To kick start the conversation Sally asked the crowd 'Who here knows someone that identifies as LGBT?' without a hesitation almost all the hands in the room shot up. Bit different to the response I was expecting! I am still having conversations with youth workers who say their groups have no one who identifies as LGBT or that in their church/community it is not an issue so they don't need to consider the pastoral needs of LGBT young people. Seems the ground workers though, the young people in our congregations are sharing in a different journey and they are modelling something new. 
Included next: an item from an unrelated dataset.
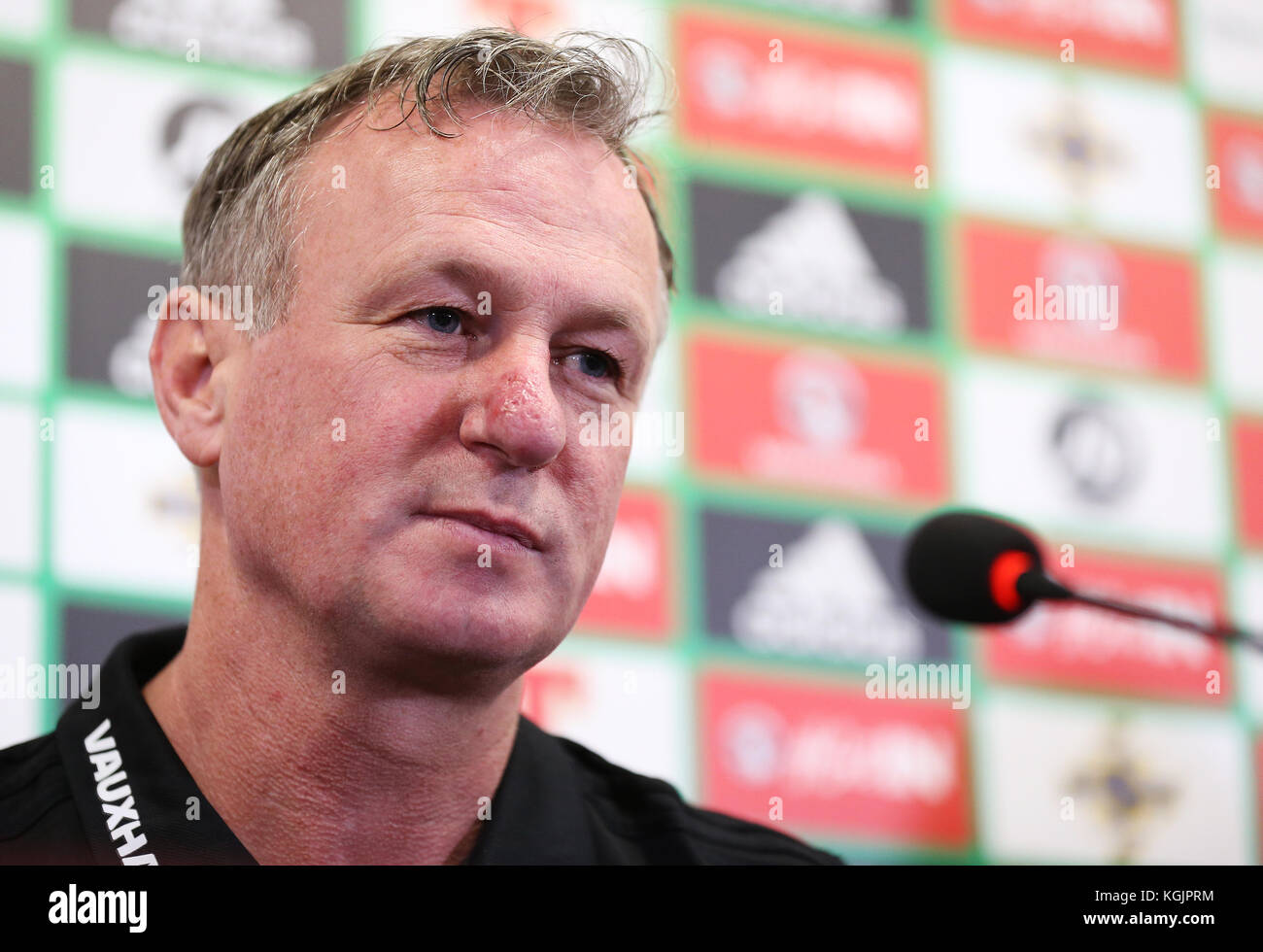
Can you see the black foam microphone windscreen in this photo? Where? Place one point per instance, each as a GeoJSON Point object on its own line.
{"type": "Point", "coordinates": [964, 567]}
One by one I watched amazed as articulate, intelligent, compassionate and graceful young people took to the microphone to share their hearts for inclusion and love of all people. One reflected passionately on the life of Jesus reminding us all, young and old, that he came and caused a stir, loving those the religious right feared and loathed, embracing and redeeming those once written off. I don't pimp out peoples stories but a lot of young people shared their own journeys. They made themselves vulnerable and opened themselves up to critique but with such peace and humility. It was a true kairos moment and a pure privilege to witness.

Biggest surprise though: after each and every speaker the rest of the crowd responded in an unusual manner. For every time someone shared from the microphone the crowd applauded! No rumbles of grumbles, no muttering, sighing, strategic coughing. These incredible young people applauded those brave enough to share their thoughts. The sense of respect and authentic love towards each other was something as yet I have not witnessed in any adult conversation on the subject. 
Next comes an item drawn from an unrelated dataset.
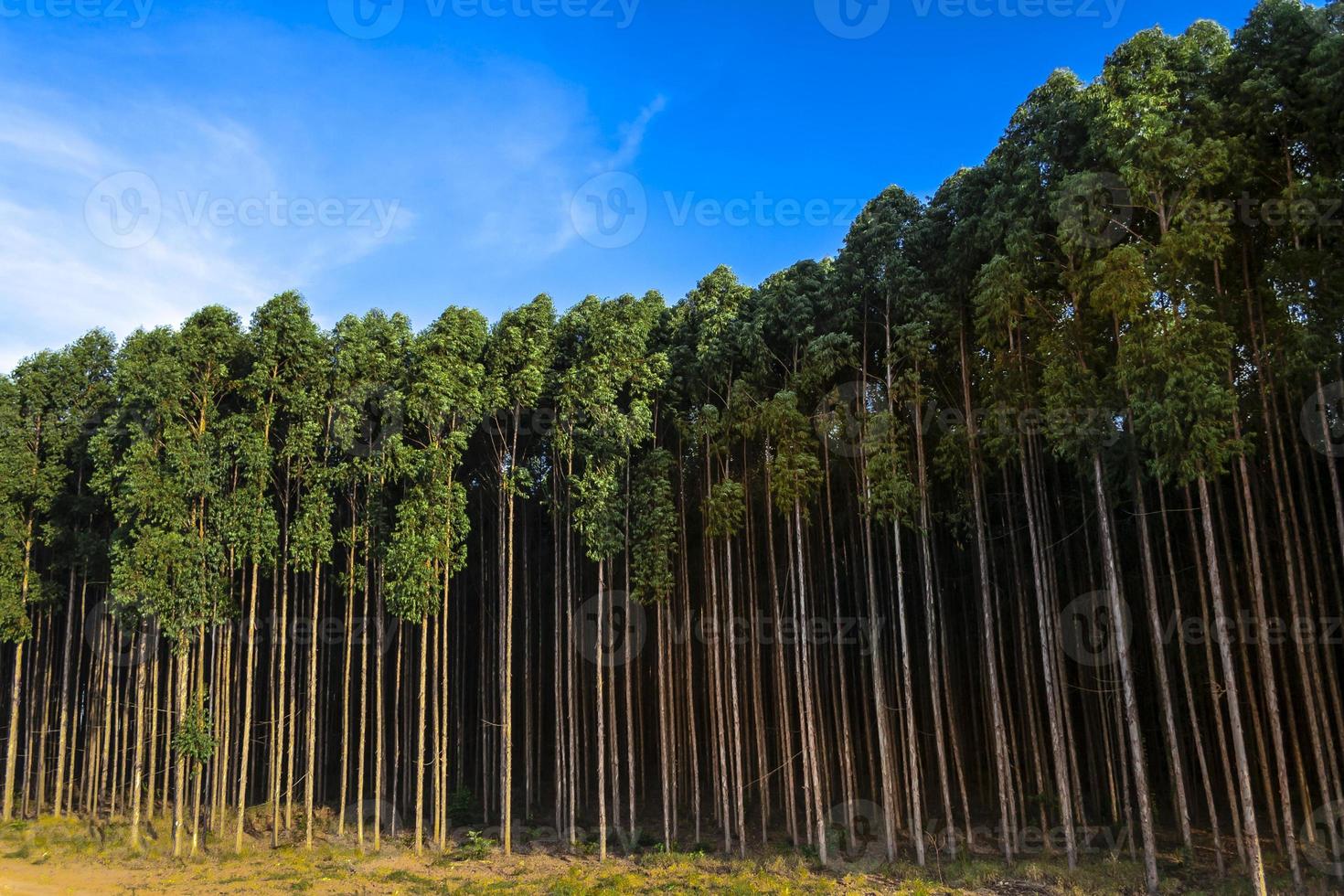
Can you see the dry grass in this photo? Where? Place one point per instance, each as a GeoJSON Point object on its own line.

As the session draw to a close I looked around the tent, youth workers were in tears. The volunteer steward next to me said 'I am 59 years old and was starting to loose hope for the church, today these young people given me hope. If they lead we are in good hands.' 






'But in your hearts revere Christ as Lord. Always be prepared to give an answer to everyone who asks you to give the reason for the hope that you have. But do this with gentleness and respect.' 1 Peter 3:15

As we head into a new season of youth work conferences I find myself asking whether we as adults can use this example to move forward our conversations on this issue. Can we strive to think a little wider and deeper than simply engaging in a verse by verse battle? Can we take their example of respect, of inclusion, of engagement and allow these rebels to be our role models? 

If you are up for engaging I will be hanging out at Open Paris this October and leading a seminar on this at Youthwork Conference this November. If you bring cake all the better!